Returning home from the hospital require special attention from a senior caregiver
Meet Nora. Actually, she likes to be called “Nurse Nora.” She’s a Community Health and Transitional Care Nurse who helps seniors who have been hospitalized. Transition is a critical step in returning seniors to their daily routine following a hospital stay, especially if the hospitalization has resulted in necessary changes to that routine—rehabilitation, medications, follow-on checkups and so on. Nora has insight for caregivers of senior patients and her experiences provide guidance to caregivers who will play a key role in a successful transition.
Understanding Transitional Care
Life throws us those surprises that sometimes lead to illness, accident and possible hospitalization. That train of events can be tumultuous when they occur although there’s often a feeling of comfort when a loved one is in the care of a medical staff.
There’s also hospitalization that comes in a planned manner; when a particular procedure is required, and a hospital visit has been scheduled. Even so, it’s a disruption to daily life for both the patient as well as to the caregiver.
But this isn’t the transition that Nora wants us to understand.
Transitional Care is necessary when it’s time to leave the hospital and leave the round-the-clock attentiveness of the doctors and attending staff. Usually (hopefully), the hospital stay is brief and quickly comes the statement, “We’ll be sending you home today.”
There’s an anxiety associated with going back home because usually life will be a bit different, especially during the extended recovery. This is the point where both senior patients and their caregivers experience doubt and concern.
Nora says, “relax…and be ready.” Transition can be planned and it can be successful…for everyone.
What does a transitional care specialist do?
When it’s time for a senior patient to leave the hospital and return to their home, Nurses like Nora are a conduit between the patient, the physicians and the caregivers (be they family or home assistance specialists). Nora helps the patient and the caregivers understand what to expect and what to do to make the transition as smooth as possible.
“I start by getting organized,” Nora begins, “and transition planning actually begins the day a patient checks in to the hospital.”
Nora determines the reason for the hospitalization and, after conferring with the attending physicians and staff, learns of the anticipated duration for the patient’s stay (knowing that the situation is subject to change depending upon the patient’s response to treatment). She seeks to meet with the patient at first practical opportunity, first to assess overall health and recovery potential but, also to determine their mental attitude to their situation.
“Attitude is so important. I want to understand how they are responding to their situation and, in the unfortunate case of chronic conditions, how well they and their family or other caregivers are accepting that reality, whatever it may be.”
Nora meets with family members to discuss transition planning, then takes steps to actually assist in the return to home life. When possible, she’ll visit the patient’s home to assess safety and security.
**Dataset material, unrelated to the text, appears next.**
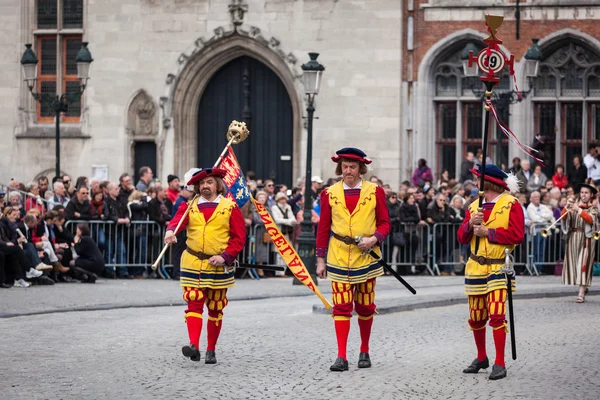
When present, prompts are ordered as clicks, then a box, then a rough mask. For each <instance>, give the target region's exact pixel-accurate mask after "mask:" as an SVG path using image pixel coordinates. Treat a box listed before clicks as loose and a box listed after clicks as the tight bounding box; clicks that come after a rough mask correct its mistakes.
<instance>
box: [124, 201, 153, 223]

She’ll help the patients and their caregivers adjust the home environment to make it as comfortable as possible for the recovering patient. She’ll also keep in contact with the patient and attending caregivers to ensure the transition is going smoothly and to provide guidance for additional services that can help in the weeks, months and years to come.
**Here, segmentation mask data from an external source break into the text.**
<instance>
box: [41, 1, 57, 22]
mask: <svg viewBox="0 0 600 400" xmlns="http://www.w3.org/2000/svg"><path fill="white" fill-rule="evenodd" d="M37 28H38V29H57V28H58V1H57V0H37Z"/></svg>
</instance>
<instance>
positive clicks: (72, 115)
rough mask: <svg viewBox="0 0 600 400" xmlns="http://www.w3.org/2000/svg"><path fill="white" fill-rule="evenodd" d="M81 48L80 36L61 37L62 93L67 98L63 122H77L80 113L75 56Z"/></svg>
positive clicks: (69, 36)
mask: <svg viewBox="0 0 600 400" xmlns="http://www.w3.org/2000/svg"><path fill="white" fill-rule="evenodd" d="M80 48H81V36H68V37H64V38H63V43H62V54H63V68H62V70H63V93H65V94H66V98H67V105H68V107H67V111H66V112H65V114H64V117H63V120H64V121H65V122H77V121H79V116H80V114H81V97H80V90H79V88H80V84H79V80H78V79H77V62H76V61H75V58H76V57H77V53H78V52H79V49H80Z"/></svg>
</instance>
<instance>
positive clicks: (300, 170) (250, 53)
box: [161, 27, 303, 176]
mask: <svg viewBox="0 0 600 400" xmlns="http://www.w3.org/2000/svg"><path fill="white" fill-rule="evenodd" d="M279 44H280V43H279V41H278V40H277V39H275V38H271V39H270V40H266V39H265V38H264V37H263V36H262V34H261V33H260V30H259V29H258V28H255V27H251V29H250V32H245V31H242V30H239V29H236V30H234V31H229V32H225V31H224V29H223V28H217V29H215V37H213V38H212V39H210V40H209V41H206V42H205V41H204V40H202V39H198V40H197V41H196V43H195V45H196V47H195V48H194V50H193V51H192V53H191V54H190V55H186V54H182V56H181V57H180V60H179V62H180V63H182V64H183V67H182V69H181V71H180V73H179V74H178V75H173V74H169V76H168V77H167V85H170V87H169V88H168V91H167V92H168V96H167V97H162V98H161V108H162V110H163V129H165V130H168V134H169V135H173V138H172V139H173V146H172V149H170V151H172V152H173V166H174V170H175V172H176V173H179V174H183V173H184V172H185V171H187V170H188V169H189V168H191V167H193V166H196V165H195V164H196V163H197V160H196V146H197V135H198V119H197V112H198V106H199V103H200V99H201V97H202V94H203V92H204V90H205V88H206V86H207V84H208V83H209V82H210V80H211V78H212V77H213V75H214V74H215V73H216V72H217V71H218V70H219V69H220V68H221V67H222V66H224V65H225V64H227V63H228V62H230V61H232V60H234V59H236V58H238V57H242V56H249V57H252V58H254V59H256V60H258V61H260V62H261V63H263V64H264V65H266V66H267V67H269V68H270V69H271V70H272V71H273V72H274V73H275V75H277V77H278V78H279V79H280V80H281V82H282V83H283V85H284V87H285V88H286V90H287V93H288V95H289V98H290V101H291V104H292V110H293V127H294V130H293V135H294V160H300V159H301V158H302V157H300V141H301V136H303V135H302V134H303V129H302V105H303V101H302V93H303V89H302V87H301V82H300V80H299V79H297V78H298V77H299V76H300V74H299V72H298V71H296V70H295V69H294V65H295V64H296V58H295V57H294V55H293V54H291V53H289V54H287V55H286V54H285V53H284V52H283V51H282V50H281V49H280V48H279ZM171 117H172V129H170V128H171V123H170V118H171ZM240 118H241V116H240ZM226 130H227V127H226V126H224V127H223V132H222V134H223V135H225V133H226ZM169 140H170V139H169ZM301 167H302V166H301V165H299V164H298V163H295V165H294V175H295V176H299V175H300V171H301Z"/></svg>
Those in Nora’s profession are motivated to help people in these situations and to give them the aid and assurance they need to confidently move forward following a hospitalization.
Tips for a successful transition from hospital to home
Planning and expectation setting is at the heart of the successful transition. Acceptance and willingness to adapt to change, likewise, is crucial for success. If you’re a family member or caregiver who’s preparing to bring a senior patient back home, here are some key items that you should anticipate:
- Be positive: For everyone involved—the senior patient, the caregivers, family and friends—a positive outlook and demeanor is absolutely necessary during transitions like this. Even if a prognosis is less than hoped for, keeping spirits high each day is sometimes the very best medicine around.
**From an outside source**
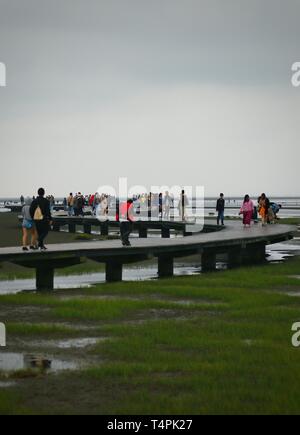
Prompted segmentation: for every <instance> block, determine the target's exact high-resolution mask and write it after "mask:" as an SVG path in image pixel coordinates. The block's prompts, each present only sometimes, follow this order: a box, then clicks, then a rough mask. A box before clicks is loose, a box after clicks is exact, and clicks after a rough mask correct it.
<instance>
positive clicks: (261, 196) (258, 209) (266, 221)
mask: <svg viewBox="0 0 300 435" xmlns="http://www.w3.org/2000/svg"><path fill="white" fill-rule="evenodd" d="M269 207H270V201H269V199H268V198H267V196H266V194H265V193H262V194H261V196H260V197H259V198H258V210H259V215H260V217H261V221H262V226H263V227H264V226H265V225H267V223H268V213H269Z"/></svg>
- Be flexible: Transitions like this almost always incur change. Daily routines can be affected and modification will most likely be necessary. Emerging technology like digital home assistants, emergency alert devices, or even caption phones can help make life a little easier. Include this in the planning prior to the actual discharge from the hospital then be ready to adjust as each day progresses, as required or directed.
- Be alert: After discharge from a hospital, there can be after-affects (physical or mental) that require attention and readiness. Ask plenty of questions – from daily medication schedules, to monitoring existing conditions, to follow up needs. Speak with the attending physicians before, during and after discharge to know what to watch for and what to report, if need be.
- Be realistic: Life is about change; that’s the good and bad news (depending upon your outlook). Be as relaxed and ready as possible for what comes following discharge. Insistence that “things go back to how they were” might not be feasible. Be open to the adjustment and, most of all, be available to help the senior understand and accept their transition.
While a hospital stay for elderly patients can bring anxiety and uneasiness, Nora reminds us that our preparedness, practically and psychologically, will make a world of difference to the transition experience. Accepting life’s changes is, well, part of life itself. Embracing each event along the way can enrich our experience, our understanding, and will put us in the best possible position to help those we care for. Be positive and welcome each new day with those you love.